In an age where the electronic media has drawn us closer together into what is called a global village, or a global society, its benefits will only be felt when mutual goodness prevails, when mutual respect and understanding prevail. If, instead of good feelings, hatred emerges, if restlessness usurps heartfelt peace, then we must accept that this is not progress, but is something that will take us towards unexpected results.
In this globalization where people of different backgrounds, cultures and religions are living together, and where the world has become multi-cultural and full of diversity, establishing tolerance and harmony has become very crucial and important, and fostering mutual love and affection has become vital. Without tolerance and harmony the lasting peace of societies cannot be maintained, and loyalty for each other cannot be established.
Loyalty is borne from feelings of love and affection. At a personal level the feelings of love strengthens the feelings of loyalty. When a citizen loves his country then he exhibits loyalty and devotion and makes sacrifices for the sake of the nation. If sentiments of love do not exist, then the spirit of sacrifice cannot be formed. Unless a person loves another he can never have good feelings in his heart towards him and he cannot faithfully fulfil the rights due to that person.

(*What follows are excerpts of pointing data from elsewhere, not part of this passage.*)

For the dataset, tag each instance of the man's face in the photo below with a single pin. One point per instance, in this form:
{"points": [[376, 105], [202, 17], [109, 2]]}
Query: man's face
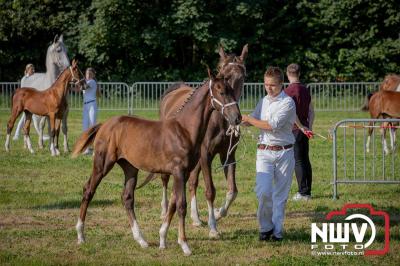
{"points": [[272, 86]]}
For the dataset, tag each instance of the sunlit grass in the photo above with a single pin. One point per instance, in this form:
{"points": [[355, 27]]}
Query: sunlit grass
{"points": [[40, 197]]}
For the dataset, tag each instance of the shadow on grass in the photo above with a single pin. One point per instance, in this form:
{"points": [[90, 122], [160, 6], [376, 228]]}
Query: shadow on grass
{"points": [[72, 204]]}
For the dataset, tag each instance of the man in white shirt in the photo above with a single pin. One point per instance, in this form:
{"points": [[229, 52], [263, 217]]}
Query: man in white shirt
{"points": [[274, 115]]}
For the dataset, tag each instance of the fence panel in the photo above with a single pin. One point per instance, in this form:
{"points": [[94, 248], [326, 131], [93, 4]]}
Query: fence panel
{"points": [[347, 96], [6, 90], [343, 96], [354, 163]]}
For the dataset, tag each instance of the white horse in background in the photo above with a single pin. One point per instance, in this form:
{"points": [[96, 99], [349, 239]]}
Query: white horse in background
{"points": [[56, 61]]}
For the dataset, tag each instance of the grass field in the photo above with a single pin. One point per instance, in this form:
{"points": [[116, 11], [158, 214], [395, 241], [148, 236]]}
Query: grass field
{"points": [[40, 197]]}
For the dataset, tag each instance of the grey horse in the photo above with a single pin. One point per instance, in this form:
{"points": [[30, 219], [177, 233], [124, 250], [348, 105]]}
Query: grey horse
{"points": [[56, 61]]}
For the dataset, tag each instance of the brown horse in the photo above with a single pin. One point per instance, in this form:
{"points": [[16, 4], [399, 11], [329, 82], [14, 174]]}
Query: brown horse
{"points": [[383, 104], [391, 82], [170, 146], [51, 102], [216, 141]]}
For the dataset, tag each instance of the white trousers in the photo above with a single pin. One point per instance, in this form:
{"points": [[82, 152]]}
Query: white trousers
{"points": [[89, 115], [273, 180]]}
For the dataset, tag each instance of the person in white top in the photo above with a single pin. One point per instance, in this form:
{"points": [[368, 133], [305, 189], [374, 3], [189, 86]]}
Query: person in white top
{"points": [[89, 101], [29, 71], [274, 115]]}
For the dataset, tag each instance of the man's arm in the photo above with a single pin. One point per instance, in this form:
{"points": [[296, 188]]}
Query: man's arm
{"points": [[311, 115], [261, 124]]}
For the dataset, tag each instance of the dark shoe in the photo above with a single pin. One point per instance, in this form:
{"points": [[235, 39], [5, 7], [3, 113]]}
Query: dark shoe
{"points": [[276, 239], [265, 236]]}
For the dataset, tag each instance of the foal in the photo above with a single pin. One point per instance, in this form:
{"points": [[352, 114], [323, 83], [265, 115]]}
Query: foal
{"points": [[215, 142], [51, 102], [385, 104], [170, 146], [391, 82]]}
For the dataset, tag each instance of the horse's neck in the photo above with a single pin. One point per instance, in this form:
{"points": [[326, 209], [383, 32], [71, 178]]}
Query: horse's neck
{"points": [[237, 86], [60, 86], [195, 115]]}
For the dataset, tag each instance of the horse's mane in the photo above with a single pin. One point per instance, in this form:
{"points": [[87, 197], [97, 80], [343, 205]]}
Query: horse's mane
{"points": [[230, 58], [171, 88]]}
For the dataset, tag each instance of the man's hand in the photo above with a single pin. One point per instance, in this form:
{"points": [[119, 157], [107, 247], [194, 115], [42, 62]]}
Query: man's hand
{"points": [[245, 120]]}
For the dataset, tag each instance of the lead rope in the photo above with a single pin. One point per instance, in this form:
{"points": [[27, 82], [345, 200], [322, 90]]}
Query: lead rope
{"points": [[231, 131]]}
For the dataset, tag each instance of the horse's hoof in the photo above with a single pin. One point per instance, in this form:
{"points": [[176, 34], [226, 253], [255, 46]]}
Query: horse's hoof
{"points": [[143, 244], [219, 213], [213, 234], [185, 248], [197, 223]]}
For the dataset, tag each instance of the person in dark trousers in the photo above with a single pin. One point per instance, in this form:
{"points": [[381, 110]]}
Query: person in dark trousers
{"points": [[305, 113]]}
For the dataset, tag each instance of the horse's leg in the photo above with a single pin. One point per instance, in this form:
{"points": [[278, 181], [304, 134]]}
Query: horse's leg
{"points": [[178, 199], [52, 119], [27, 127], [102, 164], [383, 133], [205, 161], [164, 200], [18, 129], [64, 128], [392, 138], [128, 198], [57, 134], [180, 193], [193, 184], [10, 125], [370, 129], [230, 175], [167, 219], [38, 123]]}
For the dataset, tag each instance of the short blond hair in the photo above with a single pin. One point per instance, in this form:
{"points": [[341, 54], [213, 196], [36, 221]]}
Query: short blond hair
{"points": [[293, 70], [274, 72], [28, 66]]}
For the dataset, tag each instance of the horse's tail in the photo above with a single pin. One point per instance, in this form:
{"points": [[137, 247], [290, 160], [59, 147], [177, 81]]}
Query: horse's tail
{"points": [[365, 107], [85, 140], [150, 177], [12, 98]]}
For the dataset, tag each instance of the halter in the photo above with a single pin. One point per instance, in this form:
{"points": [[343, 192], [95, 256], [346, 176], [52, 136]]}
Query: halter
{"points": [[239, 65], [213, 99]]}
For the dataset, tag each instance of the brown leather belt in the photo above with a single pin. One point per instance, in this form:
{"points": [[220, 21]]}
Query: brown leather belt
{"points": [[273, 147]]}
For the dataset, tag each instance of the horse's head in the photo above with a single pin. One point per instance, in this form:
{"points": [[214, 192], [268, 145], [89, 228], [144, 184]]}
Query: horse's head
{"points": [[57, 55], [233, 69], [77, 77], [223, 99]]}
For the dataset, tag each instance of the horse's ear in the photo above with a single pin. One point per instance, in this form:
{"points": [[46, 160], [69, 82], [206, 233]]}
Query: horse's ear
{"points": [[245, 51], [221, 52], [210, 74]]}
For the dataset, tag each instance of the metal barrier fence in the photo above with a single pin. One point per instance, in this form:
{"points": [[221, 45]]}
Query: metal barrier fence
{"points": [[353, 164], [347, 96]]}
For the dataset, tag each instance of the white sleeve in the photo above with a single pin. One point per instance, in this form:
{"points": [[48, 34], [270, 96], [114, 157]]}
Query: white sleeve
{"points": [[257, 111], [286, 113]]}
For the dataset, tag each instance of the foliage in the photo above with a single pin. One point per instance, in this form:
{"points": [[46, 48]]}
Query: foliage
{"points": [[133, 40]]}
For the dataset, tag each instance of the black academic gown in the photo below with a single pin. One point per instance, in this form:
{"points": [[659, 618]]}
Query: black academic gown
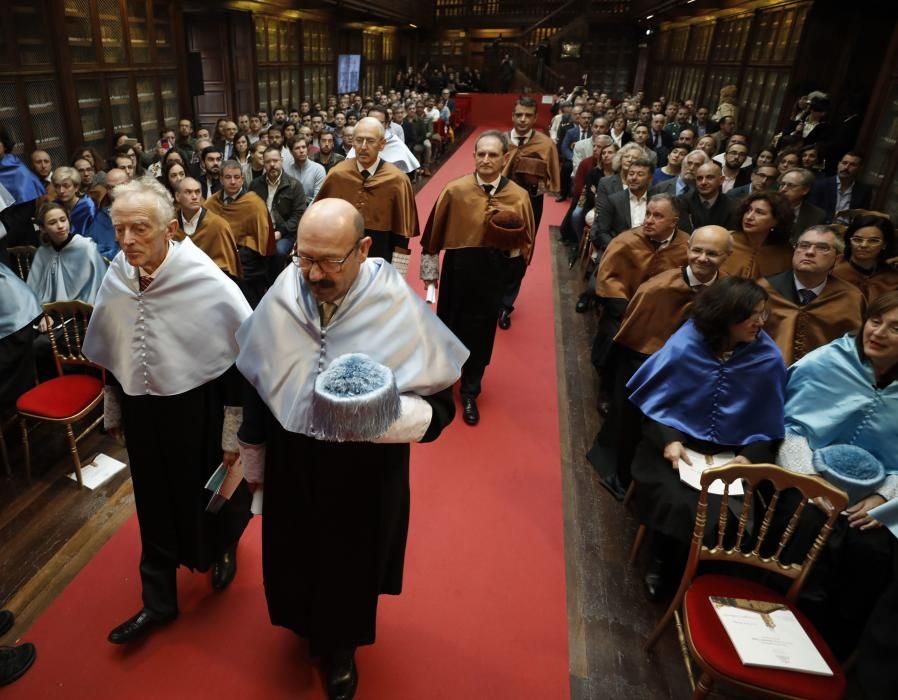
{"points": [[174, 445], [335, 526]]}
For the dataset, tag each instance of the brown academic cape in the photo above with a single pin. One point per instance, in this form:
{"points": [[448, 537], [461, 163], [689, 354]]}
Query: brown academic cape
{"points": [[543, 147], [213, 236], [248, 218], [656, 311], [884, 279], [630, 259], [754, 256], [458, 219], [799, 329], [385, 199]]}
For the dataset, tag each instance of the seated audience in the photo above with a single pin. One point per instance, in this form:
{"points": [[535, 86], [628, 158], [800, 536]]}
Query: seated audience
{"points": [[808, 306], [761, 244], [701, 391]]}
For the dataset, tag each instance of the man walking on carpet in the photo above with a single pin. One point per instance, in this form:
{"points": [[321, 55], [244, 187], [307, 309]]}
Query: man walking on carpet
{"points": [[336, 508], [163, 327], [484, 222]]}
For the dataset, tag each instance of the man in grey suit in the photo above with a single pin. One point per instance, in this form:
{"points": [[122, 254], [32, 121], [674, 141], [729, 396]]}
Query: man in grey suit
{"points": [[626, 209], [707, 205], [795, 186], [583, 148]]}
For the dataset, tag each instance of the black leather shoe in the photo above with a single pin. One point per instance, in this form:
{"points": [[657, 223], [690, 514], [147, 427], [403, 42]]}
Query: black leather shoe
{"points": [[505, 320], [224, 570], [653, 581], [14, 661], [7, 620], [470, 414], [613, 485], [342, 675], [138, 626]]}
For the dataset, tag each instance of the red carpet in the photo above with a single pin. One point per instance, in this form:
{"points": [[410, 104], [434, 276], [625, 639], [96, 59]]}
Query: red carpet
{"points": [[483, 612]]}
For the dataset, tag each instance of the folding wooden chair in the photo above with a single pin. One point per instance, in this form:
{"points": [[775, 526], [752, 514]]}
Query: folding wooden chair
{"points": [[702, 636], [67, 398]]}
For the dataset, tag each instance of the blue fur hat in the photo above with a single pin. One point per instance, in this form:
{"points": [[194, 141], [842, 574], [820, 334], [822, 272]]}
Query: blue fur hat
{"points": [[850, 468], [356, 400]]}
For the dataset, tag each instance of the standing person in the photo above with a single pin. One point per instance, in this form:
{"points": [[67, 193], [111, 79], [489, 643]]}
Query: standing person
{"points": [[251, 225], [532, 164], [483, 222], [163, 327], [380, 191], [333, 533]]}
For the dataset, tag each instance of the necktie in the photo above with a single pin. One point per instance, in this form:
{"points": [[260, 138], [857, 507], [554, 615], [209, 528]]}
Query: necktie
{"points": [[806, 296], [327, 310]]}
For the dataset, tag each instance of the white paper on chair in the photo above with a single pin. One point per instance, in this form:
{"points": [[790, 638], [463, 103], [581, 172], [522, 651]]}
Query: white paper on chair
{"points": [[773, 639], [887, 514], [691, 474], [98, 472]]}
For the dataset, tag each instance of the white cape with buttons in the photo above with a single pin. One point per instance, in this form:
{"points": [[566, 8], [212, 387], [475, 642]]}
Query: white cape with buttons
{"points": [[176, 335], [283, 347]]}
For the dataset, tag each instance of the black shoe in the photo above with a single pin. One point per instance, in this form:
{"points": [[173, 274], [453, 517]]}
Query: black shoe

Lack of tolerance leads to fighting, violence and finally it destroys the peace and security of society. When people fail in their arguments they become intolerant, and then they use force and aggression for the support of their point of view. We have seen considerable incidents in recent history where because of lack of tolerance people have attacked the people of other faiths, their places of worship, their communities etc. How nice it would be if everyone tries to express himself in a decent and respectful way with tolerance.
The world is full of diversity and that is the beauty of our universe, if there had not been any diversity, the world would appear so boring and unattractive, and without any competition.
On 16th November we celebrate worldwide ‘The International Day for Tolerance’ – an annual observance declared by UNESCO in 1995 to generate public awareness of the dangers of intolerance, and to help people understand the importance of tolerance. The annual celebration of this day reminds us that how important and crucial these values are. And it does not mean that we only observe tolerance on this day, but this day is just a reminder, so we carry on these values all around the year.
The word tolerance means the willingness to accept or to tolerate sb/sth, especially opinions or behaviour that you may not agree with or to behave sensibly with those who are not like you. It means showing respect for the race, gender, opinions, religion and ideologies of other people or groups, and to admire the good qualities and good work of others. And to express one’s point of view in a decent and respectful way while respecting the sentiments of others.
Tolerance can be shown in many ways, on different occasions and at different times. A person might fully disagree with others on any issue from religion to politics, while at the same time honouring and respecting those with different ideas and opinions and treating them with full dignity and honour. Tolerance is needed in all spheres of life, and on every level and on every stage, because it plays a vital role to establish peace and love from the smallest unit up to the highest unit of society.
Tolerance does not mean that only one person or party shows tolerance and the others do not. When some people disagree on a certain issue they must advocate and express their opinion in a respectful manner and hateful and provocative words should not be used. Tolerance must be shown from both sides on issues, in order for tolerance to be effective.
Here, let it be clear that showing respect and tolerance to the opinions of others does not necessarily mean that you have to compromise your principles or you have to embrace or accept others’ ideas. It is simply a matter of fundamental human right. The right of every human being that his sensibilities and sentiments shall not be violated and offended must be recognised. And every human person has the right to have an opinion and to express it.